Голос Лоика звучал успокаивающе:

– Да что вы, старина, точно ничего не известно! Единственное, что мы действительно знаем, так это то, что наклонности Никуда-Не-Пойду еще не совсем определились… Но браться утверждать, что вы уже не тот, каким были, когда покидали эту ферму…

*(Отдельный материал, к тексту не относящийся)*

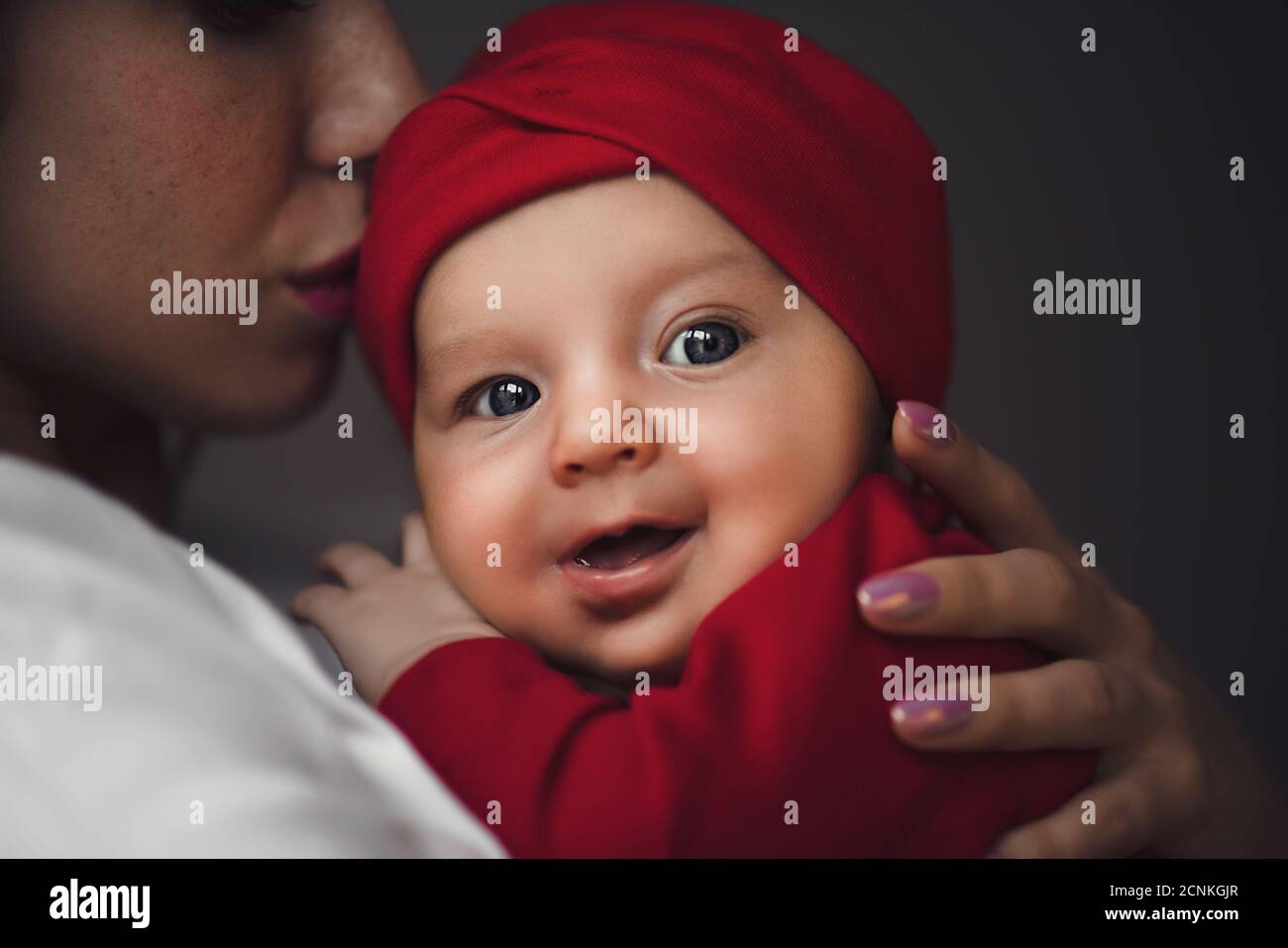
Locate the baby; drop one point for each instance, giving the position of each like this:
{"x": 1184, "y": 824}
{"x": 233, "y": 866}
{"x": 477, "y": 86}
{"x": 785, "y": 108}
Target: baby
{"x": 690, "y": 213}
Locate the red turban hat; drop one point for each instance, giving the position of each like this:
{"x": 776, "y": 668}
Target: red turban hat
{"x": 812, "y": 161}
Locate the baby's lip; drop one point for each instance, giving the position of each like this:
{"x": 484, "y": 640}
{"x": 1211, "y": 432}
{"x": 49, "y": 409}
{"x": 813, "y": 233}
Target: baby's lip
{"x": 617, "y": 528}
{"x": 619, "y": 591}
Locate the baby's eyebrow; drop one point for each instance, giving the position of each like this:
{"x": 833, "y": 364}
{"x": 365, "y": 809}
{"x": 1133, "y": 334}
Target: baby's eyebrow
{"x": 480, "y": 347}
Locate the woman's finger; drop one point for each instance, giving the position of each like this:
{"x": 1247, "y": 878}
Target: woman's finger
{"x": 415, "y": 541}
{"x": 1024, "y": 592}
{"x": 990, "y": 494}
{"x": 1147, "y": 801}
{"x": 1072, "y": 703}
{"x": 353, "y": 563}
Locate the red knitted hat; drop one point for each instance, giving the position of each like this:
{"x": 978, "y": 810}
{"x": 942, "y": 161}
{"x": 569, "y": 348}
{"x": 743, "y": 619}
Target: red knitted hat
{"x": 824, "y": 170}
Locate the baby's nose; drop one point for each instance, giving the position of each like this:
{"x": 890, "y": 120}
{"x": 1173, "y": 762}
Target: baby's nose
{"x": 597, "y": 441}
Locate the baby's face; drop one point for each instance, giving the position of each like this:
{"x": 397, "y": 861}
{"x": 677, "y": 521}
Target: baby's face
{"x": 606, "y": 554}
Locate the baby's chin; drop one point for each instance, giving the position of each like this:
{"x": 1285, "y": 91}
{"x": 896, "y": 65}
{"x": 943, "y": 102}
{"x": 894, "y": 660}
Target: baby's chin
{"x": 617, "y": 652}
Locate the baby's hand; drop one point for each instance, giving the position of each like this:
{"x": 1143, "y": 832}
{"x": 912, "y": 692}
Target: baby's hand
{"x": 386, "y": 617}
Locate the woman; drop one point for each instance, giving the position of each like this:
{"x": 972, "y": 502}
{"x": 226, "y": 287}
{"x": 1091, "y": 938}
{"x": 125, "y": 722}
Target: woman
{"x": 224, "y": 163}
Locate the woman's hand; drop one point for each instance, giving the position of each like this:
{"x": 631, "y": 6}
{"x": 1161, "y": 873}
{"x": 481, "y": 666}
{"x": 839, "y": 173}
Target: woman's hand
{"x": 1175, "y": 775}
{"x": 386, "y": 617}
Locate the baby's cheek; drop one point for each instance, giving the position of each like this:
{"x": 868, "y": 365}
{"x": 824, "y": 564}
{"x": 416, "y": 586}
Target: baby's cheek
{"x": 468, "y": 535}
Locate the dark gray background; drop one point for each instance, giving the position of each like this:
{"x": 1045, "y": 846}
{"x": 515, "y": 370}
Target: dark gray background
{"x": 1112, "y": 165}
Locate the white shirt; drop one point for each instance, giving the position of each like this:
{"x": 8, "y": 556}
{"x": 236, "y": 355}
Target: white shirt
{"x": 218, "y": 734}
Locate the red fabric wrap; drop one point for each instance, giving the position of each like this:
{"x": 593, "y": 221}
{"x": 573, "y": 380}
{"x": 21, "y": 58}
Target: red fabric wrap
{"x": 824, "y": 170}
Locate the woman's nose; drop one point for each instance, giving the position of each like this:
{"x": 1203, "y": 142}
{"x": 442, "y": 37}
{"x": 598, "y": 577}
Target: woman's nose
{"x": 593, "y": 441}
{"x": 362, "y": 81}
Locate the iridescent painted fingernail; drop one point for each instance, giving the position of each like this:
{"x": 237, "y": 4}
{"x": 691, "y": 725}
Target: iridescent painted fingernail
{"x": 898, "y": 595}
{"x": 930, "y": 716}
{"x": 928, "y": 423}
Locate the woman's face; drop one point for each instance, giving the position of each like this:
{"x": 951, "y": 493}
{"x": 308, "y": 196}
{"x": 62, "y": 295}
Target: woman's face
{"x": 219, "y": 165}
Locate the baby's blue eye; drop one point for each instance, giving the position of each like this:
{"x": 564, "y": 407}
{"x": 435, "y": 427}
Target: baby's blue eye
{"x": 703, "y": 343}
{"x": 505, "y": 397}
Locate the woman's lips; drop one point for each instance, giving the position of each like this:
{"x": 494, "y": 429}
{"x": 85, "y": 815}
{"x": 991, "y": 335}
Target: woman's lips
{"x": 329, "y": 288}
{"x": 635, "y": 582}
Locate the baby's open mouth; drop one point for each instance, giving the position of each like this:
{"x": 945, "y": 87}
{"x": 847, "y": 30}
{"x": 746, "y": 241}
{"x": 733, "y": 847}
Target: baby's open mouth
{"x": 609, "y": 553}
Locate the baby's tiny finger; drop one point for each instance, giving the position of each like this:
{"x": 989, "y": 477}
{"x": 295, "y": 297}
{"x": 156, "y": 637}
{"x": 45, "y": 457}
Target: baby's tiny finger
{"x": 353, "y": 563}
{"x": 316, "y": 604}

Диана принялась хохотать, и Брюно хотел сделать ей внушение, но остановился. Она вдруг звучно икнула, как настоящая пьянчужка. В салонах подобные выходки встречают каменными лицами и потоками слов. Но только Диана, вместо того чтобы бросить на присутствующих осуждающий взгляд, как обычно поступают со стыда люди, позволившие себе подобный промах, сделала совершенно невероятную вещь: она открыла висевшую у нее на руке соломенную сумочку, с раздражением заглянула внутрь и тщательно закрыла ее. На какое-то мгновение Лоик и Брюно онемели, затем Брюно заметил, что и без того красные щеки Лоика побагровели еще пуще от желания рассмеяться, но это длилось недолго. Он только что вернулся с поля, откуда, опередив его, раньше закончив работу на своем полугектаре, прибежал на ферму Никуда-Не-Пойду. Лоик умирал от усталости, из-за чего и потерял свойственную ему проницательность. Разговор внезапно показался ему сюрреалистическим. Словно это он, Лоик Лермит, добрый босеронский землепашец, приютил у себя двух парижан. Ему в голову пришла забавная мысль: сегодня вечером только жнецы могут рассчитывать на его уважение. Остальные же, кем бы они ни были, пусть даже они прикатят сюда в «Роллс-Ройсе» из Академии наук, будут для него всего лишь хлыщами, предающимися абстрактным рассуждениям. По крайней мере Диана, несмотря на свое опьянение, помогала готовить яблочные пироги и отведала убоины, что делало ее более живой, более реальной, чем Брюно с его тройным солнечным ударом. Более живой, чем муж Люс с его невидимыми миллионами, чем леди Дольфус, парижская законодательница мод и элегантности. Лоик соприкасался с землей, выворачивал ее пласты, брал у земли зерно, которое было предтечей хлеба. Он стал самому себе смешон; он смеялся над самим собой и над салонами, в которых проводил свою жизнь, и над той жизнью, которую ему еще предстоит прожить в тех же салонах. А через несколько дней он будет смеяться над сельской жизнью, над полями, над урожаем, над зерном, над своей физической усталостью, как и подобает смеяться человеку по имени Лоик Лермит, когда ему становится ясно после пятидесяти лет прожитой жизни, что сама эта жизнь была, по существу, пустой и вовсе не обязательной. Когда становится ясно, что некоторые невыносимые моменты, пережитые в прошлом, действительно были невыносимыми, а счастье, хотя и весьма сомнительного свойства, действительно было счастьем. В общем, когда становится ясно, что выражение «прожигать жизнь» встречается не только в романтических произведениях.